As one of the most popular ways to use Ceph, RGW has seen rapid and heavy development and today not only has a plethora of independent features but is also designed to be massively scalable and performant, and enable users to build out deployments across regions with multiple availability zones. In addition, multi-tenancy allows service providers to host many customers on a single deployment with total namespace separation.
Scalability and load balancing your cluster
RGW is a stateless daemon which can be added or removed from a cluster at will – and each instance functions autonomously. Each gateway can independently handle requests sent its way, without having to talk to any other gateways. This stateless architecture means that the service can be scaled horizontally, and adding more gateways as demand increases is trivial.

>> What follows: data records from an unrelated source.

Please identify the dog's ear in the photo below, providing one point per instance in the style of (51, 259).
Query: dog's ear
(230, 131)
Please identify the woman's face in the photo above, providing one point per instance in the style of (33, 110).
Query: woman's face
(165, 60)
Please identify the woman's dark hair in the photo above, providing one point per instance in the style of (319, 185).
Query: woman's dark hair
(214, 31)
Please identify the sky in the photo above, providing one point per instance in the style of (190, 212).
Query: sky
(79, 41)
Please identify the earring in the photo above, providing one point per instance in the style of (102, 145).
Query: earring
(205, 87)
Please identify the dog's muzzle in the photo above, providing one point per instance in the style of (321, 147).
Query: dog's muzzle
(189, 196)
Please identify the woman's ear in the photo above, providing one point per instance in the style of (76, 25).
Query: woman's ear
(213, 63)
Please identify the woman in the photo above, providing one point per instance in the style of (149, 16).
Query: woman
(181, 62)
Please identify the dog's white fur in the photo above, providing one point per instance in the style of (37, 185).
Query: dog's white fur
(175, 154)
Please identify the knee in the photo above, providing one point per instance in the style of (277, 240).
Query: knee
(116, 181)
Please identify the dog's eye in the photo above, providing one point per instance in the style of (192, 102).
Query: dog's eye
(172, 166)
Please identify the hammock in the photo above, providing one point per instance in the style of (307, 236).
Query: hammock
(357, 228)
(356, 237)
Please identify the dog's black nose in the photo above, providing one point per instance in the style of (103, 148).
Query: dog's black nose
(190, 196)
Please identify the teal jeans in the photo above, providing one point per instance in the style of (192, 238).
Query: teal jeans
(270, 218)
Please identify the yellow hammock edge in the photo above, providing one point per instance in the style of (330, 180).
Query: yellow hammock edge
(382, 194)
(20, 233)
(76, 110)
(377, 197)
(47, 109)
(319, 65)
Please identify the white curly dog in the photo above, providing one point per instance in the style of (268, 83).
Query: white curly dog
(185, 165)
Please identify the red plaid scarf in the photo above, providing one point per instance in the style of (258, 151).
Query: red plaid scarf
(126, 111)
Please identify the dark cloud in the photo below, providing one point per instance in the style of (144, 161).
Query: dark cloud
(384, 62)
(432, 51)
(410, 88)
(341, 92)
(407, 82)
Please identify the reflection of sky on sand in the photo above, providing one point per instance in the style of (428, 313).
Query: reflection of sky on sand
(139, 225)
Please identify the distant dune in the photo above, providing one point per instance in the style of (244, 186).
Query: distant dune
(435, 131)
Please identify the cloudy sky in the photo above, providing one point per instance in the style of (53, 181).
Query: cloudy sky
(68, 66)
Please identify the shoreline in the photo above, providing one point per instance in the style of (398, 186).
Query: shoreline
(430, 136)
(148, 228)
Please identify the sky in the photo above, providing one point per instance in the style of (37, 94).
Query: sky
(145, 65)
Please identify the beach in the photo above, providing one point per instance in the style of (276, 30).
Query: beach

In this example, deploying and scaling endpoints is entirely handled by HyperDrive Storage Router. The decision you’ll need to make with this setup, is how you wish to provide S3 clients with a single interface or endpoint; how you’ll perform the magic behind the scenes to ensure that requests can be balanced across a changing and evolving landscape of storage routers hosting the gateway. This single interface needs to effectively handle the scaling up or down of not only the storage routers, but also the load balancing services themselves.
For some environments, a solution as simple as round-robin DNS may suffice. For a larger-scale architecture, developing automation to deploy multiple load balancing layers is the way to go. This typically consists of Layer 4 TCP load balancing in conjunction with the typical Layer 7 HTTP load balancers and ECMP routing.
Multiple layers gives us the flexibility to add and lose both storage routers and load balancers, without sacrificing availability or performance.
Multi-site implementation, for your geographically distributed HPC needs
If you’re building a production S3-enabled service that needs to either service multiple regions, or be resilient to the loss of an entire facility, you’re going to need to build a geographically distributed S3 service. RGW has a mature system for building out a complex and large-scale distributed S3 service, with multiple layers.
This consists of Realms, Zone Groups, and Zones which allow you to structure your S3 service with layered logical namespaces to support geographically dispersed customers with a performant and resilient service. Replication takes place between zones within a zone group, and multiple zone groups can serve and handle S3 requests within a realm. Zone groups can also be split across larger geographical regions for asynchronous replication between zones if that architecture is desired.
The economy and flexibility of Ceph makes it a natural choice for scalable storage. And with HyperDrive’s wire-speed performance (PDF download), you have a solution that can work efficiently with S3 for highly cost-efficient, on-demand, and portable HPC.
Please note: I originally published a version of this article on the SoftIron blog, but as SoftIron has changed its product line-up since then, the article is no longer live. So, I've republished a modified version of it here for posterity.